Equidity, a Silicon Valley business that helps entrepreneurs link up with institutional investors, aims to change that. The company is introducing technology on Wednesday, May 4, that spotlights the hundreds of startups that don’t have the recognition of Facebook, Groupon, or Twitter. “There are another 200 companies below them, many making over $100 million in revenue, and yet they’re invisible,” says Chief Executive Officer Mona DeFrawi. “We’re helping them connect to public buyers.”

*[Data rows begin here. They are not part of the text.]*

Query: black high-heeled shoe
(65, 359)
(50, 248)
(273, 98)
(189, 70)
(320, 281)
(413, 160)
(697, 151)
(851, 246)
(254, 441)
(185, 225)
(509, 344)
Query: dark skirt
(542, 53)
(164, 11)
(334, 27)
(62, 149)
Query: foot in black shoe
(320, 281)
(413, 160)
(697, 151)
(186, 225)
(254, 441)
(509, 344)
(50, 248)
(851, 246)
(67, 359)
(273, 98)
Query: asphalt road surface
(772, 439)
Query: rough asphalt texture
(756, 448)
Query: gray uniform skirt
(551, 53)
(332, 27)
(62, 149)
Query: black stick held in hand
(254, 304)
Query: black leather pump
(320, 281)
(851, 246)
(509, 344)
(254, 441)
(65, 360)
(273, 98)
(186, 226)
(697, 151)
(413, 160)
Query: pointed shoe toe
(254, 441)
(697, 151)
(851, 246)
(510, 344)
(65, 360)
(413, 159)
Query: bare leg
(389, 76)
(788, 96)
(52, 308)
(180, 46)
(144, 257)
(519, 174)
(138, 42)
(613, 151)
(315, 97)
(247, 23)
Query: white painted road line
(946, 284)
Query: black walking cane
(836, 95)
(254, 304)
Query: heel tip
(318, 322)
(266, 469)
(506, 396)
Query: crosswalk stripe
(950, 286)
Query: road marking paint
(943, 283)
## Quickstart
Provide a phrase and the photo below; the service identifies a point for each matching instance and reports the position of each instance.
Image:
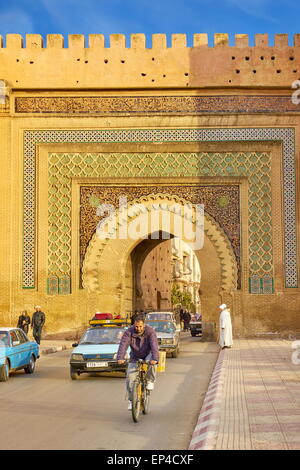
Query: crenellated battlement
(94, 62)
(36, 41)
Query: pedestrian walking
(225, 333)
(181, 317)
(37, 323)
(24, 321)
(186, 320)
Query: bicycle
(140, 394)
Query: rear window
(4, 338)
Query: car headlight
(77, 357)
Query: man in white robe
(225, 338)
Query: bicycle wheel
(146, 401)
(136, 401)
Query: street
(47, 410)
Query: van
(166, 316)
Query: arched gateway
(107, 267)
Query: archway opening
(166, 275)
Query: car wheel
(4, 372)
(73, 373)
(29, 369)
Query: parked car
(97, 348)
(16, 352)
(167, 335)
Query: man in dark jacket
(143, 344)
(37, 323)
(24, 321)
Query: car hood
(96, 349)
(165, 335)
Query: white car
(163, 316)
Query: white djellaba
(225, 339)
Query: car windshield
(159, 316)
(162, 326)
(102, 336)
(4, 338)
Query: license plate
(97, 364)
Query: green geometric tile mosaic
(254, 165)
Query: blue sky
(151, 16)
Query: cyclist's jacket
(141, 345)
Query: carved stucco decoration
(91, 272)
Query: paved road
(47, 410)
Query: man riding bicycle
(143, 342)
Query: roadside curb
(206, 431)
(55, 349)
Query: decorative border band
(155, 104)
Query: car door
(24, 348)
(14, 354)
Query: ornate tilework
(285, 135)
(108, 105)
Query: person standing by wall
(24, 321)
(225, 334)
(37, 323)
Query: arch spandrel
(104, 266)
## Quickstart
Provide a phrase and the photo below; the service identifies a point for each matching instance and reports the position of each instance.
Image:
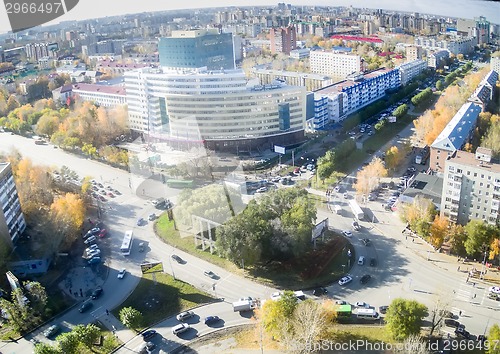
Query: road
(121, 215)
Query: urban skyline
(462, 9)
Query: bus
(356, 210)
(367, 314)
(127, 243)
(179, 183)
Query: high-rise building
(471, 187)
(196, 49)
(283, 40)
(12, 223)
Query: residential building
(283, 40)
(495, 64)
(413, 53)
(339, 65)
(311, 82)
(437, 59)
(484, 92)
(219, 109)
(471, 187)
(196, 49)
(454, 136)
(410, 70)
(12, 223)
(333, 103)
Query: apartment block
(12, 223)
(338, 65)
(471, 187)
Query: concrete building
(197, 48)
(413, 53)
(471, 188)
(283, 40)
(410, 70)
(437, 59)
(495, 64)
(333, 103)
(218, 109)
(339, 65)
(311, 82)
(12, 223)
(454, 136)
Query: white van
(361, 260)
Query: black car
(150, 333)
(96, 293)
(177, 258)
(320, 291)
(365, 278)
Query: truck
(243, 305)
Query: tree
(87, 335)
(46, 348)
(404, 318)
(68, 342)
(493, 339)
(131, 317)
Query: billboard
(153, 267)
(279, 149)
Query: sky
(94, 9)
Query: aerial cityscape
(244, 179)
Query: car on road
(184, 315)
(180, 328)
(121, 273)
(210, 274)
(211, 320)
(150, 333)
(347, 233)
(345, 280)
(85, 306)
(51, 331)
(177, 259)
(96, 293)
(95, 260)
(365, 278)
(320, 291)
(90, 240)
(383, 309)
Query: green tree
(46, 348)
(131, 317)
(494, 339)
(87, 335)
(68, 342)
(404, 318)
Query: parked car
(184, 315)
(211, 320)
(345, 280)
(51, 331)
(180, 328)
(96, 293)
(150, 333)
(85, 306)
(121, 273)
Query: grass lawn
(162, 298)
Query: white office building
(218, 109)
(334, 64)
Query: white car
(121, 273)
(494, 289)
(347, 233)
(345, 280)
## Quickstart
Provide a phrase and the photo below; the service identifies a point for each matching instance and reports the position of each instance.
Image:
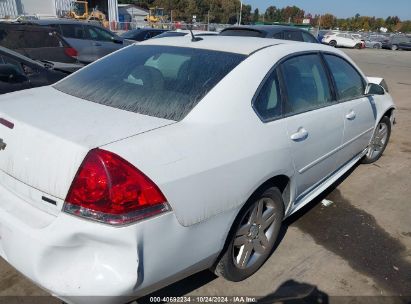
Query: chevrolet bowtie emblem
(2, 144)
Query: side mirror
(9, 73)
(374, 89)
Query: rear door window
(308, 37)
(349, 83)
(278, 35)
(99, 34)
(293, 35)
(160, 81)
(267, 104)
(306, 83)
(41, 39)
(75, 31)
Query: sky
(343, 8)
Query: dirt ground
(359, 246)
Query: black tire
(379, 141)
(234, 264)
(333, 43)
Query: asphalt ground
(357, 250)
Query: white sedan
(176, 155)
(343, 40)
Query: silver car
(91, 41)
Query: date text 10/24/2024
(203, 299)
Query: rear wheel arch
(279, 184)
(282, 182)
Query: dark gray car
(270, 31)
(393, 42)
(91, 41)
(18, 72)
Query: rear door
(359, 111)
(314, 121)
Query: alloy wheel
(255, 234)
(378, 141)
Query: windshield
(161, 81)
(131, 34)
(170, 34)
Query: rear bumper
(77, 260)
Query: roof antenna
(193, 38)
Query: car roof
(269, 29)
(24, 26)
(59, 21)
(231, 44)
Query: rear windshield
(170, 34)
(161, 81)
(28, 38)
(243, 32)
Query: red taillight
(109, 189)
(69, 51)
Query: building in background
(10, 9)
(131, 13)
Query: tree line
(227, 12)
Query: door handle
(351, 115)
(301, 134)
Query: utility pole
(241, 9)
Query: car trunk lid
(45, 135)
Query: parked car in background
(322, 33)
(405, 45)
(36, 42)
(393, 42)
(18, 72)
(342, 40)
(135, 174)
(142, 34)
(270, 31)
(91, 41)
(180, 33)
(372, 42)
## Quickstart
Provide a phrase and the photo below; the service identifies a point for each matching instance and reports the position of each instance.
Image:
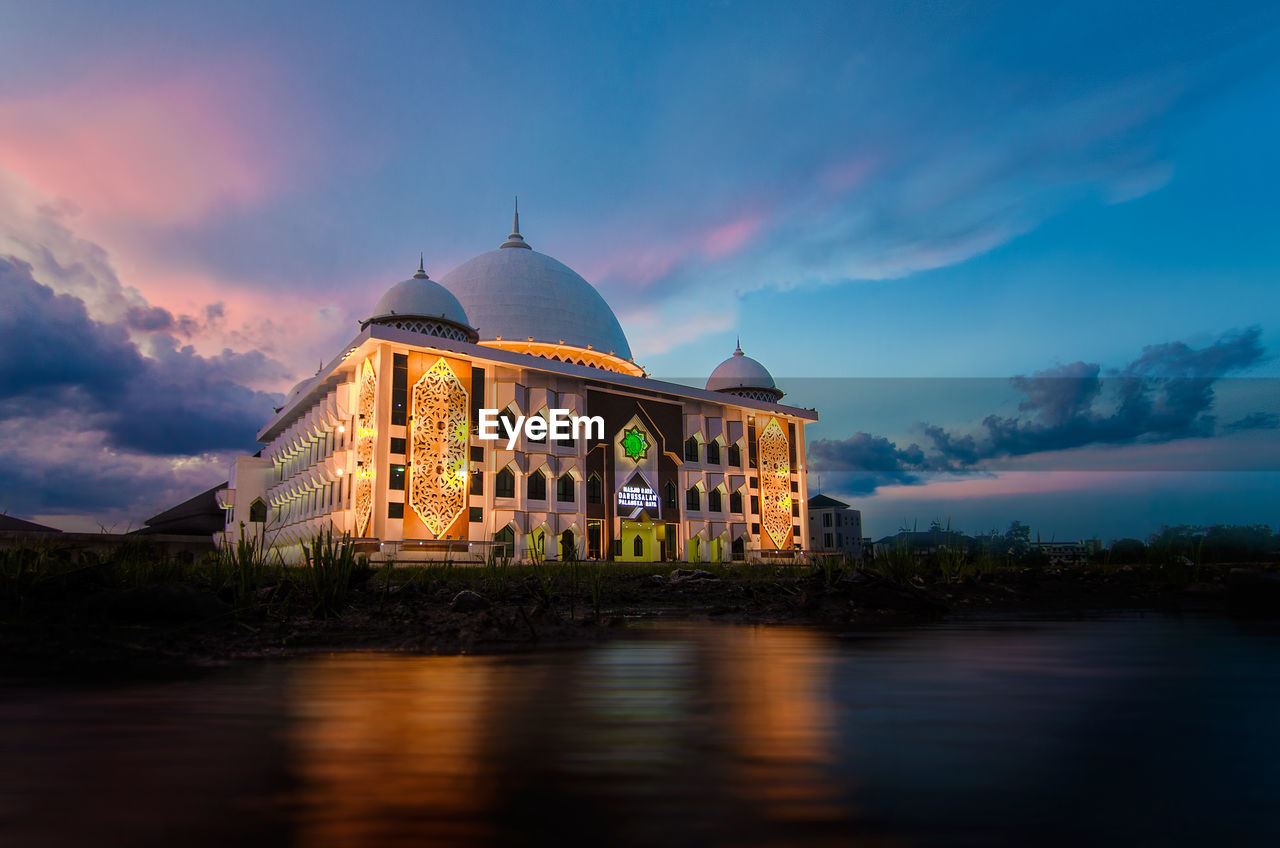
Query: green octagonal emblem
(635, 443)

The idea is to showcase companies that may be too big to attract venture capitalists, yet aren’t sufficiently well-known to be traded on private exchanges such as SecondMarketand SharesPost. Institutional investors such as T. Rowe Price Group (TROW) and Fidelity Investments are eager to find these businesses, which often aren’t consumer-focused dot-coms. About two dozen firms with more than $1 trillion in total assets under management have already signed up for the service, DeFrawi says.
LESS GUESSING ABOUT STARTUPS’ DATA
Equidity, based in Woodside, Calif., is letting companies provide whatever level of financial information they want. Based on that data, institutional investors can determine valuations. Private companies aren’t required to disclose financial data, so buyers in the secondary market are often left guessing about their worth.